Earlier in the year, when Congress failed to reach an agreement on a long-term solution on student loan rates, interest rates for all loans doubled to 6.8 percent on July 1. The rate has since been lowered and the rates are now tied to the yields on 10-year Treasury bonds. By tying rates to Treasuries, interest rates will be susceptible to fluctuations in the financial market. Rates for undergraduates will be capped at 8.25 percent, graduate students at 9.5 percent and parents’ rates at 10.5 percent.

Eleven million students are expected to have lower interest rates this year, according to the Associated Press. The typical undergraduate this year will save $1,500 on student loan interest charges.

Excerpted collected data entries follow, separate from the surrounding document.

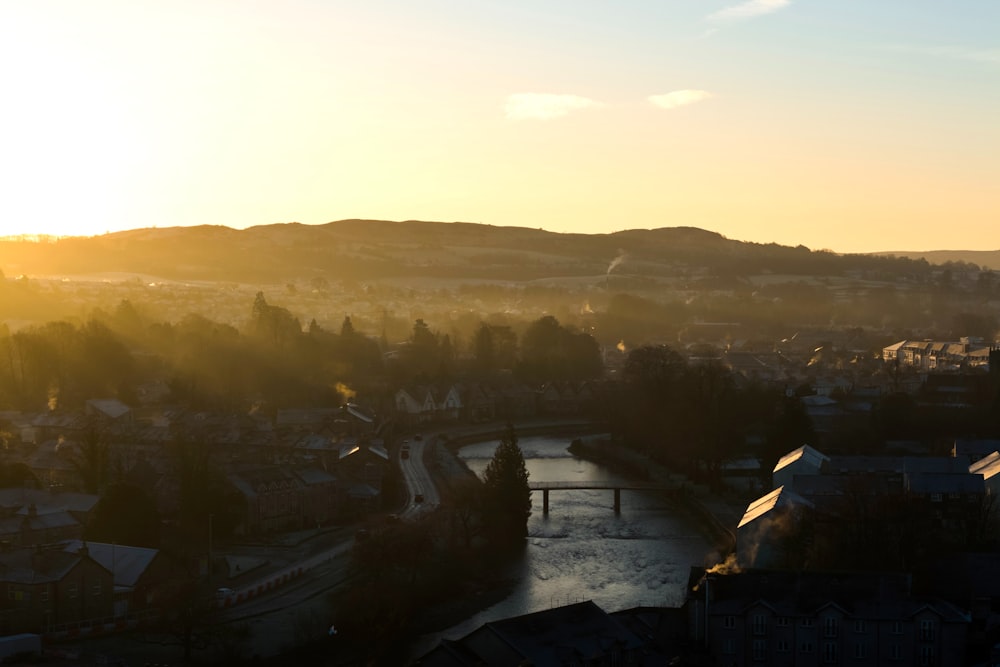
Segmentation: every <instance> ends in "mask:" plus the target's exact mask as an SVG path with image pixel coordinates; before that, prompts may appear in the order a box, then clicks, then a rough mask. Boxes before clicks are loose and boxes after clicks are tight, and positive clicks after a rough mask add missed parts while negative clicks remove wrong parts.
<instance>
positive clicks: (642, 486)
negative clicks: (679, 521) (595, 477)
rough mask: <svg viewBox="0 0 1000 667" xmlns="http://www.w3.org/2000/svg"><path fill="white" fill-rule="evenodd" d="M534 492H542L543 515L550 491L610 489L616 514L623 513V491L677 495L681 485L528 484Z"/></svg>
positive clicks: (528, 483)
mask: <svg viewBox="0 0 1000 667" xmlns="http://www.w3.org/2000/svg"><path fill="white" fill-rule="evenodd" d="M528 488H530V489H531V490H532V491H541V492H542V514H543V515H546V516H547V515H548V513H549V492H550V491H580V490H584V491H590V490H594V489H608V490H611V491H614V492H615V514H621V511H622V489H625V490H627V491H657V492H660V493H677V492H679V491H680V489H681V485H680V484H658V483H656V482H528Z"/></svg>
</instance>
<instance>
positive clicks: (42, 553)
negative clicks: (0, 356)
mask: <svg viewBox="0 0 1000 667" xmlns="http://www.w3.org/2000/svg"><path fill="white" fill-rule="evenodd" d="M82 558H83V556H81V555H80V554H77V553H72V554H71V553H66V552H65V551H62V550H61V549H59V548H56V549H43V550H41V551H38V550H36V549H33V548H31V549H16V550H14V551H7V552H2V553H0V582H11V583H21V584H40V583H46V582H55V581H60V580H61V579H62V578H63V577H65V576H66V575H67V574H68V573H69V572H70V570H72V569H73V568H74V567H76V565H77V564H78V563H79V562H80V560H81V559H82Z"/></svg>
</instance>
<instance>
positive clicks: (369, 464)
mask: <svg viewBox="0 0 1000 667" xmlns="http://www.w3.org/2000/svg"><path fill="white" fill-rule="evenodd" d="M388 464H389V451H388V450H387V449H386V448H385V445H384V444H383V442H382V441H381V440H372V441H370V442H366V443H357V444H351V445H344V446H342V447H341V448H340V450H339V452H338V458H337V460H336V462H335V463H334V472H335V474H336V475H337V480H338V484H339V485H340V488H341V489H342V491H343V493H345V494H346V496H347V499H348V502H349V507H347V508H344V509H345V511H347V512H349V513H353V514H364V513H366V512H369V511H372V510H374V509H377V507H378V503H379V501H380V499H381V496H382V480H383V478H384V477H385V471H386V469H387V467H388Z"/></svg>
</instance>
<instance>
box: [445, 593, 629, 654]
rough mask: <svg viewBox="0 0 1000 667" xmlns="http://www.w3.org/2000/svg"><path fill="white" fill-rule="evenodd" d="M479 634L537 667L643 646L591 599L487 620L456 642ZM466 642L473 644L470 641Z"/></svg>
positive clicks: (622, 625) (620, 650)
mask: <svg viewBox="0 0 1000 667" xmlns="http://www.w3.org/2000/svg"><path fill="white" fill-rule="evenodd" d="M481 633H487V634H490V635H493V636H494V637H495V638H497V639H498V640H499V641H501V642H503V643H504V644H506V645H507V646H508V647H510V649H511V650H512V651H513V652H514V653H515V654H517V655H519V656H521V657H522V658H523V663H522V664H531V665H537V666H538V667H542V666H547V665H552V666H553V667H555V666H556V665H563V664H573V663H579V664H586V663H587V662H588V661H589V659H593V658H597V657H600V656H606V655H608V654H609V653H610V652H611V651H613V650H615V649H616V648H617V650H619V651H634V650H638V649H640V648H641V647H642V645H643V642H642V639H641V638H639V637H638V636H636V635H635V633H633V632H631V631H630V630H628V629H627V628H626V627H625V626H624V625H622V624H621V623H620V622H619V621H618V620H617V619H615V618H614V617H612V616H610V615H609V614H607V613H606V612H605V611H604V610H602V609H601V608H600V607H598V606H597V605H596V604H594V603H593V602H591V601H587V602H580V603H577V604H572V605H568V606H565V607H556V608H554V609H548V610H545V611H539V612H535V613H533V614H527V615H524V616H516V617H514V618H508V619H504V620H502V621H494V622H492V623H487V624H485V625H483V626H482V627H480V628H479V629H478V630H474V631H473V632H472V633H470V634H469V635H467V636H466V637H465V638H463V640H460V641H462V642H463V643H464V642H465V640H466V639H470V638H473V637H474V635H476V634H481ZM466 645H467V646H473V647H474V646H475V644H474V642H471V641H470V642H469V643H468V644H466ZM567 654H568V655H567ZM570 656H572V659H571V660H569V661H567V660H566V658H568V657H570ZM481 658H486V659H488V658H489V656H481ZM487 664H489V663H487Z"/></svg>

“I can’t afford to pay any more than I already do with school work. I already don’t have much time to work many hours,” Ude said.
The Associated Press also reported that interest rates are expected to rise in the coming years if congressional estimates of the 10-year Treasury notes prove true. The Congressional Budget Office, which examines the projected economic impact of congressional bills, estimates the federal deficit will be reduced by $715 million over the next decade because of the law.

James Myers, director of financial aid, said Webster students and parents should educate themselves about changing policies and rates to avoid student loan debt. Myers said students should attend the MoneyTalks programs, which provide information regarding student loans, financial aid and other living expenses for freshmen. MoneyTalks is part of the First-Year Experience programs.

“When you give a presentation and talk about finances, you have about 15 minutes and that’s about it. We have all these resources, and I can bring them to the water, but I can’t make them drink,” Myers said.

Myers encourages students to come to the financial aid office and talk about their financial aid and student loan concerns. The office will be distributing a survey to students with 44 questions. Myers said the study will be used to gauge student perception of the financial aid office.

Myers said he can provide information to students, but they have to take the time to read the information.